The Sydney-based company, which is into the final month of its financial year ending June 30, told shareholders "the financial performance of the business is forecast to be on or better than budget", according to a newsletter posted to New Zealand's Unlisted market where its shares trade. It didn't provide further details ahead of its earnings release next month. In the 2015 financial year the company boosted profit 59 percent to A$6.8 million and chair John Signal told the company's annual meeting in November that profit growth is forecast to continue for the next five years as planned development projects and acquisitions are completed.
ProTen's history stretches back to a single shed developed by Max Bryant in Halcombe in 1987, processing 140,000 chickens a year. Having expanded to Australia, where all its operations are now based, the company is on track to process 70 million chickens a year in 268 sheds.
It has long-term supply contracts with Baiada Poultry, Australia's biggest chicken processor, and is developing 80 sheds at Narrandera Farm in New South Wales, which it believes to be the largest meat chicken farm in the world. The first eight sheds at Narrandera were placed with chickens on April 28, it said.
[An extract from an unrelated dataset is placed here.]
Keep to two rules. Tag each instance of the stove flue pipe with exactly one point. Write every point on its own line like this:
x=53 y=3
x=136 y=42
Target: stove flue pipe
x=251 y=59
The company noted it is getting more efficient developing its farms. It took an average 14 days per shed to construct 48 sheds at its Rothdene and Jeanella developments between 2012 and 2014, but just an average 10.4 days per shed to build 16 sheds at Jeanella South, a project completed in the first week of April, while the Narrandera project is scheduled to take 7.2 days per shed.
"The scale of the project certainly helps but we have effectively halved the construction time per shed in the past four years," chief executive Daniel Bryant said in the newsletter.
The stock, which trades irregularly, last changed hands at $1.15, valuing the company at $130 million.